Sixty years after it was written, the text of Into the Darkness is both a refutation of its author's apologia and a rebuke to his detractors. This is a journalistic account that still lives and breathes, that informs and entertains.
Part of this is due to Stoddard's sympathy for so many of his subjects, and his empathy for all of them. Part is due to the book's dynamic objectivity, which arises from Stoddard's efforts to get at the facts behind the German propaganda rather than devise his own counter-propaganda.
And part of the continued vitality of Into the Darkness is certainly owing to our knowledge of how things will end, five years hence, for Hitler, Himmler, Goebbels and Tiso, and so many of their countrymen.
This reviewer has no evidence that Lothrop Stoddard actively opposed American entry into either the First or the Second World War. His Into the Darkness, nevertheless, is a vivid reminder that Germany under Hitler, as late as 1940, was not the inferno of persecution alleged by its detractors. Reading it today, armed with a hindsight unavailable to Stoddard, one may profitably wonder whether the (actual, as opposed to invented) Nazi excesses over the following five years owed more to the war and its conduct by the Allies than to the evil of the Nazis or the Germans.
Noontide's new edition of Into the Darkness includes an up-to-date and informative introduction on Stoddard's career by Rachel Dixon, and a new cover design which easily excels that of any of the author's earlier books. Neither revisionists nor connoisseurs of Stoddard's various writings on race will want to be without this highly readable, and most informative, re-issue.

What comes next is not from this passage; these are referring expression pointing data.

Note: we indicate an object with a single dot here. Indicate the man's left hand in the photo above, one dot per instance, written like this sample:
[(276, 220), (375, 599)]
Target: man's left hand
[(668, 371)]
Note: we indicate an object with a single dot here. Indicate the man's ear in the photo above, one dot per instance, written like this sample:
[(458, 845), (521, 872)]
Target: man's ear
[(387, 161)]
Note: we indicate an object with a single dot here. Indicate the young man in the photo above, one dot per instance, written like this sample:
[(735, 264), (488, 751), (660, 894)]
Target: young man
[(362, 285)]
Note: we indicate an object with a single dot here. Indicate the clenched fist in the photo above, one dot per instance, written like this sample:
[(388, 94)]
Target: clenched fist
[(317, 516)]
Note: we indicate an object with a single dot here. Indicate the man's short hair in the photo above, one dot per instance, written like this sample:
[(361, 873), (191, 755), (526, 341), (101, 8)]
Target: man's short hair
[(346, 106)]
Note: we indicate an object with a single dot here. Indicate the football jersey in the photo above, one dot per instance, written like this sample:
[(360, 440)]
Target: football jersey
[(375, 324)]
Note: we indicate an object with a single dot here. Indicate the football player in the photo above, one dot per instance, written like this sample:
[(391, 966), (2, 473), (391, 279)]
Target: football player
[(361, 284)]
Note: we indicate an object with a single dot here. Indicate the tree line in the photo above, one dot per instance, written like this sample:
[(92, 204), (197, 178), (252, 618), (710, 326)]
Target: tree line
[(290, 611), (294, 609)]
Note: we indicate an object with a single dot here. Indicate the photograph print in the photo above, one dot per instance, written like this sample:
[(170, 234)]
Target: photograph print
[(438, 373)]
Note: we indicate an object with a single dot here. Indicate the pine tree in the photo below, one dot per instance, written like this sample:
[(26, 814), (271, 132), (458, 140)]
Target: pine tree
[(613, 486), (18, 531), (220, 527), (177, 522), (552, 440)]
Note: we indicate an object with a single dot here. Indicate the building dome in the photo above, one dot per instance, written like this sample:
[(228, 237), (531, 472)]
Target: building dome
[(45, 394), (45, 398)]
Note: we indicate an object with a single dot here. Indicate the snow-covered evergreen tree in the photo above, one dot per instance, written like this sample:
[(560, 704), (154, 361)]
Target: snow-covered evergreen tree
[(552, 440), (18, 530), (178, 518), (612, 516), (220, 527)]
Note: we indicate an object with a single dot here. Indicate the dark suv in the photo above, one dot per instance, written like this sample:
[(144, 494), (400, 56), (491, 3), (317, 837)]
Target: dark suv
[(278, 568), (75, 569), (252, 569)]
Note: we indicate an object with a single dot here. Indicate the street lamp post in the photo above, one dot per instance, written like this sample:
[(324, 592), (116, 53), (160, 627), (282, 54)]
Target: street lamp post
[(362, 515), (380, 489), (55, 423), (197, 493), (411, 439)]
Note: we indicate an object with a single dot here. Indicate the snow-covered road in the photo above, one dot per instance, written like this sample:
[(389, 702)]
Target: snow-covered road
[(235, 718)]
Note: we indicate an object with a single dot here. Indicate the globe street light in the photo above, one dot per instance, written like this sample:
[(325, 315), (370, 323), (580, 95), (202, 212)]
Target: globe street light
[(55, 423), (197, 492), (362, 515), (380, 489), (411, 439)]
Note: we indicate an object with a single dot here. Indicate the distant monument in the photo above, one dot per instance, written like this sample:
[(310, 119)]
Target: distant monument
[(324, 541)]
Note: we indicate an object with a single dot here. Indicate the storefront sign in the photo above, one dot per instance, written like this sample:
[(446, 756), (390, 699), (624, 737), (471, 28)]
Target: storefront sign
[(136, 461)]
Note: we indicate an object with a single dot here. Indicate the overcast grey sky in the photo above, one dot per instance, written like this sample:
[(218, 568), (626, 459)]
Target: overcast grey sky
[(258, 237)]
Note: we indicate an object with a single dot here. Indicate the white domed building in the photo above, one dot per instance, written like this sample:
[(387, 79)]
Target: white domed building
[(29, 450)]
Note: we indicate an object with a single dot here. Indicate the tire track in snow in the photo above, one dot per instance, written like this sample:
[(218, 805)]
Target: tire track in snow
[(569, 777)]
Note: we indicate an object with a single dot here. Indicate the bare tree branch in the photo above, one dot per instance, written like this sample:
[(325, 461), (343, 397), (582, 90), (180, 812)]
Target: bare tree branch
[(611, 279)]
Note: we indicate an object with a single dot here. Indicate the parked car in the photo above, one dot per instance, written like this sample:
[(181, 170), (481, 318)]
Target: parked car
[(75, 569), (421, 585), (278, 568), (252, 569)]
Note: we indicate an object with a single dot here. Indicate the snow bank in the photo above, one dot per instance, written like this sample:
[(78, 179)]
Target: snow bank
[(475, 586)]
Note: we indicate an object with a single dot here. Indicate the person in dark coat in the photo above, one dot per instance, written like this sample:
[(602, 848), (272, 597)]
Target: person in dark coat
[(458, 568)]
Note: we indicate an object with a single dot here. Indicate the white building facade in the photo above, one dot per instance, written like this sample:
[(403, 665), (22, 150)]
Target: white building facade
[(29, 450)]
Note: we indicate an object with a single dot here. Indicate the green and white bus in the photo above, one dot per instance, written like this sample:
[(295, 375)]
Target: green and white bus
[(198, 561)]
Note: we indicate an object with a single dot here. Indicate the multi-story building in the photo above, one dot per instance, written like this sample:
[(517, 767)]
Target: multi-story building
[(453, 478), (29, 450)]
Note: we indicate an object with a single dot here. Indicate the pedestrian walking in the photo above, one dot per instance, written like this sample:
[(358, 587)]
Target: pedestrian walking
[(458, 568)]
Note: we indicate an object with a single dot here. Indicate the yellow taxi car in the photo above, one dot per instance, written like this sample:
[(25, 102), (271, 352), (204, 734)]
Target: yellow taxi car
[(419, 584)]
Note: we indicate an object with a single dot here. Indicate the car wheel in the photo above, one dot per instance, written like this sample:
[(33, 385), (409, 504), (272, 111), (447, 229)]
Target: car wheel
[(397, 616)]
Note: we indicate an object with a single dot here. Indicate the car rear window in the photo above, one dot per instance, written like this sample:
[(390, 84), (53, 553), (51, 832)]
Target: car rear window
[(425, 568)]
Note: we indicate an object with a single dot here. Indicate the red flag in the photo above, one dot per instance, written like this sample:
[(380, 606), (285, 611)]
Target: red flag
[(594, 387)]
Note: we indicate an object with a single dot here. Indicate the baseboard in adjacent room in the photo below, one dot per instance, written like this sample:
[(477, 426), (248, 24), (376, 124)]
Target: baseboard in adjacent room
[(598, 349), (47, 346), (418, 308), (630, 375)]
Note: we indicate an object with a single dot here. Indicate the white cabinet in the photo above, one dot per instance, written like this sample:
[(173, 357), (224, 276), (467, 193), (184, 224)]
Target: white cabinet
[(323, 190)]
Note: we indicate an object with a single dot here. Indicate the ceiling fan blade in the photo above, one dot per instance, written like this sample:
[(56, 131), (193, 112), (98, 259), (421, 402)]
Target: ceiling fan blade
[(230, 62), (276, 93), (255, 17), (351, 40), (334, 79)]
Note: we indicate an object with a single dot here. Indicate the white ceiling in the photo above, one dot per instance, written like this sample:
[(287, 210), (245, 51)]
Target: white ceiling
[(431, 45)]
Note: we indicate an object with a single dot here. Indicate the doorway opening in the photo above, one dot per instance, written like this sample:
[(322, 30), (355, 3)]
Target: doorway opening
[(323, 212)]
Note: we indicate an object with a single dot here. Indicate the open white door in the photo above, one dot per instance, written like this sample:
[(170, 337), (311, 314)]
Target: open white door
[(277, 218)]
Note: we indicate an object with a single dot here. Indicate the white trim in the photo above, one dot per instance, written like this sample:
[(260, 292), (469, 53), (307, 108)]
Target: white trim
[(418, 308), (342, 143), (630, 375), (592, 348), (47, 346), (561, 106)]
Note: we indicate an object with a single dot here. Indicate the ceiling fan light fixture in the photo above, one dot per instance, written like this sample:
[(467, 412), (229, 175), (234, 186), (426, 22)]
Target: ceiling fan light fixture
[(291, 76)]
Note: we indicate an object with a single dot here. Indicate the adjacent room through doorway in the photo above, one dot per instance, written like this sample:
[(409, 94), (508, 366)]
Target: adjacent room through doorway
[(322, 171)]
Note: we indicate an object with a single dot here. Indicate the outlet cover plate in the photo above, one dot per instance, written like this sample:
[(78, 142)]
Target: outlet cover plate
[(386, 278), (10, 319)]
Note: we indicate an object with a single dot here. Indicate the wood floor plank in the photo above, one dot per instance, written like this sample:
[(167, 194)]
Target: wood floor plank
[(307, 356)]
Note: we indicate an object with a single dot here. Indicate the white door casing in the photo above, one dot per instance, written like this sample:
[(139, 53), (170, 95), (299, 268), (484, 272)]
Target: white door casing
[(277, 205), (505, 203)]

Theodore J. O’Keefe is book editor for the Institute for Historical Review, and an associate editor of the IHR's Journal of Historical Review. He previously worked at the IHR from 1986 until 1994, serving as chief editor of this Journal from 1988 until April 1992. He also addressed the IHR Conferences of 1986, 1987, 1989, 1990 and 1992. Educated at Harvard College, he is the author of numerous articles on historical and political subjects that have appeared in a range of periodicals.